# How Gradient Descent Optimization Works for Minimizing Error

We already learn how we can use newton method to minimize error iteratively here. In this post, we will discuss about how we can use gradient descent method to minimize error interatively. When we later talk about neural network (deep neural network will be deep learning), we can say that understanding gradient descent is half of understanding neural network. And in fact, gradient descent is really easy to understand, likewise neural network. It’s true and not exaggerated 😀

Let’s talk about how gradient descent works first. This is also used in other machine learning methods, such as in logistic regression for binary classification here. Let’s assume we have function shown picture below to be minimized.

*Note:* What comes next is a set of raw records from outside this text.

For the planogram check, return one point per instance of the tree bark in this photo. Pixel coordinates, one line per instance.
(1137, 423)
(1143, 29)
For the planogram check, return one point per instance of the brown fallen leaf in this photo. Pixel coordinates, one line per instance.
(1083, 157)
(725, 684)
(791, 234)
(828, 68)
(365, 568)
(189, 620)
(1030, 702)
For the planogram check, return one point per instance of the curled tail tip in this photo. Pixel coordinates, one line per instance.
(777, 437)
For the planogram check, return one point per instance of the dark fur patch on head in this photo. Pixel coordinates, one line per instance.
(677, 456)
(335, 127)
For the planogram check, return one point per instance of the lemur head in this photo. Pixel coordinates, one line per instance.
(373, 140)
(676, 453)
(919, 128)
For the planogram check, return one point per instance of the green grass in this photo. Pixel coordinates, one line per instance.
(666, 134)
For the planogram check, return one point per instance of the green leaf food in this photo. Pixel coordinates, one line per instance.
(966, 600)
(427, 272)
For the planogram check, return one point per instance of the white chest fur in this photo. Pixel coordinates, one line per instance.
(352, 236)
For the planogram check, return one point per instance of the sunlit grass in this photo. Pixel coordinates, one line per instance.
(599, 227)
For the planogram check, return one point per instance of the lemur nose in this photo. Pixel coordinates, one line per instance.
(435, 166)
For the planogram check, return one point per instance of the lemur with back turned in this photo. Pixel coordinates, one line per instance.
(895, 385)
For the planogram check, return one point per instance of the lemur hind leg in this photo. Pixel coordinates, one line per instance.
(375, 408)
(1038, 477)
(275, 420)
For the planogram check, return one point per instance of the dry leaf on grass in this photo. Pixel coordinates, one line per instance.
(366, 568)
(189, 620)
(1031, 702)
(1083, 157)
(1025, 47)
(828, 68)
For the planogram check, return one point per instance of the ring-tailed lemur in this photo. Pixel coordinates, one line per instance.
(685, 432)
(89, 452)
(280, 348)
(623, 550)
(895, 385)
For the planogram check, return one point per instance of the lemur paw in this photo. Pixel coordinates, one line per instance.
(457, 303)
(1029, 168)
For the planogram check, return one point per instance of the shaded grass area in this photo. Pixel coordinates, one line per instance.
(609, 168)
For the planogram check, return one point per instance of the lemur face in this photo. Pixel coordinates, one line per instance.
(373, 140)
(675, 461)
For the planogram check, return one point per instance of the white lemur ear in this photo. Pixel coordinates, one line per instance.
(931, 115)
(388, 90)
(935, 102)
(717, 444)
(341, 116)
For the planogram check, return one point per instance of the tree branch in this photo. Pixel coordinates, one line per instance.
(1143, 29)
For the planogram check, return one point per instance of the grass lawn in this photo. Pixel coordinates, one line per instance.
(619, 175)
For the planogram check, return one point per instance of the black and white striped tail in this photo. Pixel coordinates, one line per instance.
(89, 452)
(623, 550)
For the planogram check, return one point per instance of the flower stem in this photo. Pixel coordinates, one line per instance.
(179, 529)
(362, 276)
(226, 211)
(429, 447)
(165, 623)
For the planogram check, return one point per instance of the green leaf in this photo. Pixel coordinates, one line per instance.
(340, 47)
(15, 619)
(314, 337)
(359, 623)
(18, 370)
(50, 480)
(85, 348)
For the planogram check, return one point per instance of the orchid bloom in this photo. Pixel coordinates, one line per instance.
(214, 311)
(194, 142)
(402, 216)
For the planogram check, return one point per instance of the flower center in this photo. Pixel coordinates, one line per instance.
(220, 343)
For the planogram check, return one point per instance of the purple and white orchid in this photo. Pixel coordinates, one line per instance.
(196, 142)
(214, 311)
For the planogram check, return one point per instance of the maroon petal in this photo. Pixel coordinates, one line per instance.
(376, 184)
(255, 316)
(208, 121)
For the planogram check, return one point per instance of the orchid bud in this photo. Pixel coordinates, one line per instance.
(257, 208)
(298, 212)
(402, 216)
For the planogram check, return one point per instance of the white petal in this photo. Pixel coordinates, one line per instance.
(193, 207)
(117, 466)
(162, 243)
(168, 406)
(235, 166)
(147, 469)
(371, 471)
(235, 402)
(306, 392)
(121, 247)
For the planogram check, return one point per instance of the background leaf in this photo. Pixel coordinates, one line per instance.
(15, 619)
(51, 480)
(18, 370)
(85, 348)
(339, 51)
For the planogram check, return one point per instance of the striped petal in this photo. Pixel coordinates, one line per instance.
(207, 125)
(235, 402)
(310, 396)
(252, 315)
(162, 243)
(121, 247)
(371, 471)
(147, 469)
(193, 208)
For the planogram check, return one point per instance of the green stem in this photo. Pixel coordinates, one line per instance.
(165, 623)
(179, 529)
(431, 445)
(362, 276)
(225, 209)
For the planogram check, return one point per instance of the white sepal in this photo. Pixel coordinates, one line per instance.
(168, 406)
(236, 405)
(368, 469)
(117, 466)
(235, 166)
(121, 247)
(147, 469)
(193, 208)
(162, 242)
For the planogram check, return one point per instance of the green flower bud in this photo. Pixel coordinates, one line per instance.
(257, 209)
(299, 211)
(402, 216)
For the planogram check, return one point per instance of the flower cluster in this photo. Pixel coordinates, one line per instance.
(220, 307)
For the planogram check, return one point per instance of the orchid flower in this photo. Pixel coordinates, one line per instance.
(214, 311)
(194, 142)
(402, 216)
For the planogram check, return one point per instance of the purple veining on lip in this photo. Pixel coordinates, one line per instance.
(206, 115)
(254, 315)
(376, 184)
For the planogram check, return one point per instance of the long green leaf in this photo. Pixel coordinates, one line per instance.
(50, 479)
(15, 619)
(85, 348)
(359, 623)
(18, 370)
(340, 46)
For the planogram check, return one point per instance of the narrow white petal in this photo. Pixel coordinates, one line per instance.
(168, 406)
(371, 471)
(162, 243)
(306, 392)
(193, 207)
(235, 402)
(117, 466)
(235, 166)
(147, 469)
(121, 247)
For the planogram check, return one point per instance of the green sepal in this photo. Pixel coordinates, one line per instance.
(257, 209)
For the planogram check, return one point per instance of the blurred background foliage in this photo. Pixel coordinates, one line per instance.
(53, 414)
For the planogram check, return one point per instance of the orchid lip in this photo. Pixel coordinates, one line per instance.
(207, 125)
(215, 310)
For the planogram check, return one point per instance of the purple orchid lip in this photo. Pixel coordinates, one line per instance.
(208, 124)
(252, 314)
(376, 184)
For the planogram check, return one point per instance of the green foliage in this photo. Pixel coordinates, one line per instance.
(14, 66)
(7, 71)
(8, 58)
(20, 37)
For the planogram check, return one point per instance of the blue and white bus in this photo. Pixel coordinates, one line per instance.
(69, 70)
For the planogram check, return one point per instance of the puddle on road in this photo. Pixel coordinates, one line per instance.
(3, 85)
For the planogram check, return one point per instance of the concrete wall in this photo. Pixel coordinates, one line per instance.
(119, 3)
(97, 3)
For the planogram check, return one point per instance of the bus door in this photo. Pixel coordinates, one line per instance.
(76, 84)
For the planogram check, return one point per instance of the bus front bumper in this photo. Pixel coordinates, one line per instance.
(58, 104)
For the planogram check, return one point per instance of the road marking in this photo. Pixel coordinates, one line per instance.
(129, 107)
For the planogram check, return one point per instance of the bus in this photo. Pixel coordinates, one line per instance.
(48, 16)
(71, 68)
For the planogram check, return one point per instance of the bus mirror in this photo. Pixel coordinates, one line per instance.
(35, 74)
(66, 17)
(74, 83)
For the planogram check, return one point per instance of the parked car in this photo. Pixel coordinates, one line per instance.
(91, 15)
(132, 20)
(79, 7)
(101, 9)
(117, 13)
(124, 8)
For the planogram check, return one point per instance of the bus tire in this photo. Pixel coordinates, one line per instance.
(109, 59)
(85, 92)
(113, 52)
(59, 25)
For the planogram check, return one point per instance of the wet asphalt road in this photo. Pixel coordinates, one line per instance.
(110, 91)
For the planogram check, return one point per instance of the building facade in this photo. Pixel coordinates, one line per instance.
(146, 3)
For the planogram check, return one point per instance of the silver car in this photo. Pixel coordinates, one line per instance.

Our goal is to find the value of $x$ that minimizes $Y$. In the picture above is the pink point. To achieve that point, we will use the gradient information, and we know that gradient actually represents the slope our our function. Then case is, when we have positive gradient, the curve $Y$ will increase when $x$ increases. And when we have negative gradient, the curve $Y$ will decrease when $x$ increases. Thus, how to update our $x$ value so that our $Y$ decreases constantly? The answer is by subtracting our current $x$ with the gradient, specifically weighted gradient. In this case, weighting value will be how big step we want to make in every interation update. Mathematically, gradient descent is written as follow. $x_{n+1}=x_n-\lambda \frac{df(x)}{dx} \\\\ \boxed {x_{n+1}=x_n-\lambda \frac{dy}{dx}}$

Let’s put an example for clearer understanding. In picture above, we assume that we have $Y=f(x)=\frac{1}{2}x^2$. We will demonstrate how we can reach pink point minimizing $Y$ value, in this case the pink point will be $x=0$. Let’s say we are now in $x=10$. Here is how we update our $x$ in every iteration. $\frac{dy}{dx}=\frac{df(x)}{dx}=\frac{d[\frac{1}{2}x^2]}{dx}=2\frac{1}{2}x=x\\ let\,weighting\,value\,\lambda=0.5\\\\ iteration\, 1:\\ x_n=10\\ x_{n+1}=x_n-\lambda \frac{df(x_n)}{dx}=x_n-\lambda x_n=10-0.5(10)=5\\\\ interation\,2:\\ x_n=5\\ x_{n+1}=x_n-\lambda \frac{df(x_n)}{dx}=x_n-\lambda x_n=5-0.5(5)=2.5\\\\ interation\,3:\\ x_n=2.5\\ x_{n+1}=x_n-\lambda \frac{df(x_n)}{dx}=x_n-\lambda x_n=2.5-0.5(2.5)=1.25\\\\ interation\,4:\\ x_n=1.25\\ x_{n+1}=x_n-\lambda \frac{df(x_n)}{dx}=x_n-\lambda x_n=1.25-0.5(1.25)=0.625\\\\ interation\,5:\\ x_n=0.625\\ x_{n+1}=x_n-\lambda \frac{df(x_n)}{dx}=x_n-\lambda x_n=0.625-0.5(0.625)=\boxed{0.3125}$

In only 5 iterations, we already get $x=0.3125$ which is closed to the pink point we already know for this case, which is $x=0$. We can just continue to iterate it, and it will be converged at $x=0$ in our case here. Easy, right?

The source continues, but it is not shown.